2014.01.03// J. Kruczek
O tym że drogi są niebezpieczne wie każdy. Niestety ludzie robią co mogą, aby stwarzać jeszcze bardziej dramatyczne sytuacje. Poniższy klip opowiada jednak historie ludzi, którzy mimo własnej głupoty jakimś cudem oszukali śmierć.
W większości zarejestrowanych przypadków wręcz prosiło się o tragiczny koniec. Szczęśliwie jednak nikt nie zginął, choć katastrofa była bliższa niż mogło się wydawać. W pewnych momentach dosłownie milimetry i setne sekund decydowały o życiu.
Kierowcy i piesi na niektórych drogach...
...walczą o przeżycie niczym na wojnie...
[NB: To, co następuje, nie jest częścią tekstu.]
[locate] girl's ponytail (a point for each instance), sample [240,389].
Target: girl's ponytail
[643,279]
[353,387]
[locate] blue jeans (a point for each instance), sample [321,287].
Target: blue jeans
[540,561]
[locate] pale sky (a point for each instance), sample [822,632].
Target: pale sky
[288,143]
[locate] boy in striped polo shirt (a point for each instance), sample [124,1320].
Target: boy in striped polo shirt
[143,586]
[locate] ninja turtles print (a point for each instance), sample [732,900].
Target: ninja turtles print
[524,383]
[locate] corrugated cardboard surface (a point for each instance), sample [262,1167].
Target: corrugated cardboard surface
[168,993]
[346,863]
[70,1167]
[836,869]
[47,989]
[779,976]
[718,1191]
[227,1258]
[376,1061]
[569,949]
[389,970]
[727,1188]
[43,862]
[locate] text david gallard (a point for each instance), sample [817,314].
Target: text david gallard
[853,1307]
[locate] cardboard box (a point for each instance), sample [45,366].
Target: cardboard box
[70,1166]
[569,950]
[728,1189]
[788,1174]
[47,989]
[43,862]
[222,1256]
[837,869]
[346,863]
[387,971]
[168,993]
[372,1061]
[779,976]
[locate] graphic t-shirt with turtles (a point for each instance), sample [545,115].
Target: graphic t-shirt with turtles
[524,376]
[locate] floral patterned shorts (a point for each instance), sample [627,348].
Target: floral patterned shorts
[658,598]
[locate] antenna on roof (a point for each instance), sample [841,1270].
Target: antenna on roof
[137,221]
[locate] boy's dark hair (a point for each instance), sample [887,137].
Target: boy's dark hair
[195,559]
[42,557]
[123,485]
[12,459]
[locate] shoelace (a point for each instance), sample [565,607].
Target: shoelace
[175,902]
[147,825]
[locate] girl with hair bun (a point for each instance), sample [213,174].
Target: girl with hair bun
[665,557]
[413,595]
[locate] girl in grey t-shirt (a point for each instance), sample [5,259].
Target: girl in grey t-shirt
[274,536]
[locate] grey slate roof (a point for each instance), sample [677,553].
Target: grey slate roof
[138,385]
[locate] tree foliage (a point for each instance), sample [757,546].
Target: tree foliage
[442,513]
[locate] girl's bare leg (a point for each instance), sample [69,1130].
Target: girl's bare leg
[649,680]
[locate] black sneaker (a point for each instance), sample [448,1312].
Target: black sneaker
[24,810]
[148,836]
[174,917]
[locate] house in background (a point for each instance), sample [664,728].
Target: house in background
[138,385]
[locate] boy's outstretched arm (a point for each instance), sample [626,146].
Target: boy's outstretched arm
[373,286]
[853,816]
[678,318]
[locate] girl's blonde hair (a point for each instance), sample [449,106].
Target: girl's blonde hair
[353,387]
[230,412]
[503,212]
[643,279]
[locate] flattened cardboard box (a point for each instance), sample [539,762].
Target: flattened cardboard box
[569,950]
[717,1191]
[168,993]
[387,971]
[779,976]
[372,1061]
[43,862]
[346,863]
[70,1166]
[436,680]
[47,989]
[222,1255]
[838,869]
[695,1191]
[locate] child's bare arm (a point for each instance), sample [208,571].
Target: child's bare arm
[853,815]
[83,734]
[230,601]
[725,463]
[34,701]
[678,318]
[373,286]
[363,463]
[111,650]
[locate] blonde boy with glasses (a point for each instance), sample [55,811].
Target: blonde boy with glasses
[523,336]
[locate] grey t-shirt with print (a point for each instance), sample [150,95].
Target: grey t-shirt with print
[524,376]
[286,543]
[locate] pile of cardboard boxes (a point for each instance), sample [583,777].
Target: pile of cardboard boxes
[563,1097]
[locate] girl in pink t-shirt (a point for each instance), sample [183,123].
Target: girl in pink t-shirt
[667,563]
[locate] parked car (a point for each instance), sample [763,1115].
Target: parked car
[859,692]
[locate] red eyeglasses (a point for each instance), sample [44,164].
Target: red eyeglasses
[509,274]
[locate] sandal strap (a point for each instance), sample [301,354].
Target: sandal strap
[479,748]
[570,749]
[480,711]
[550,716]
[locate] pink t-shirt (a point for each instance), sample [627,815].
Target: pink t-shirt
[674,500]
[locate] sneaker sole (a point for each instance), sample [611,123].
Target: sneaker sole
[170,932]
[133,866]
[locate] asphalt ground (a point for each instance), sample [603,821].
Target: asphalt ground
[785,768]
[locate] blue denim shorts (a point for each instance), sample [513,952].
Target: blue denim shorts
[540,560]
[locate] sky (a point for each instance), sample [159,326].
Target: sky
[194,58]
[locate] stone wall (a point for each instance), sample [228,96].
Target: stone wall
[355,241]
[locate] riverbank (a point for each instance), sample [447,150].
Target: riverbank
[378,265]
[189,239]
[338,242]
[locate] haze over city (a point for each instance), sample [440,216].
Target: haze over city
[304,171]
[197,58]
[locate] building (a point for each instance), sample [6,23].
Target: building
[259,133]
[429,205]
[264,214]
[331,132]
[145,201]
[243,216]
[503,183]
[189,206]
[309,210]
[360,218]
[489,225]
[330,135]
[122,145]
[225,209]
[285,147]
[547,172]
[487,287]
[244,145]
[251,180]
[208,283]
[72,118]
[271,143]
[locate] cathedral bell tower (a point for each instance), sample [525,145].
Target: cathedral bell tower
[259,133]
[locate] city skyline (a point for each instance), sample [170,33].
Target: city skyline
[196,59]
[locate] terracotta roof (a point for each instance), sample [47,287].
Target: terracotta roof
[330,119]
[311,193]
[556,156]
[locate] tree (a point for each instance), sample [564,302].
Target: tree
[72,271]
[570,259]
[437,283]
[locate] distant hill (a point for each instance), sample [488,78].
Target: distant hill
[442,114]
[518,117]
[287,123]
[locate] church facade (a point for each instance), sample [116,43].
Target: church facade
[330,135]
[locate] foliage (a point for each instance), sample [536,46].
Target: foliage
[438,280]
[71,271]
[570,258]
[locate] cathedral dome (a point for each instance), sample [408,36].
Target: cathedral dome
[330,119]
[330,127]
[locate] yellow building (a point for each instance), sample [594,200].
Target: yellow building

...a o zwycięstwie decyduje szczęście
To niesamowite, jak ulotna chwila może zdecydować o tym czy dojdzie do tragedii. Z drugiej strony zachowanie części kierowców czy pieszych woła o pomstę do nieba. Wyprzedzanie widząc jadące auta z naprzeciwka czy też na przejściu dla pieszych to dla wielu ludzi standard. Piesi nie pozostają dłużni kierowcom w wyścigu na kretynów. Rozglądnięcie się przed wtargnięciem na drogę powinno być sprawą oczywistą, a mimo to ślepa masa brnie przed siebie nie zważając na otoczenie. Bohaterowie powyższego klipu wykorzystali zapas szczęścia do końca życia, albo mają bardzo dobre kontakty ze swoimi aniołami stróżami.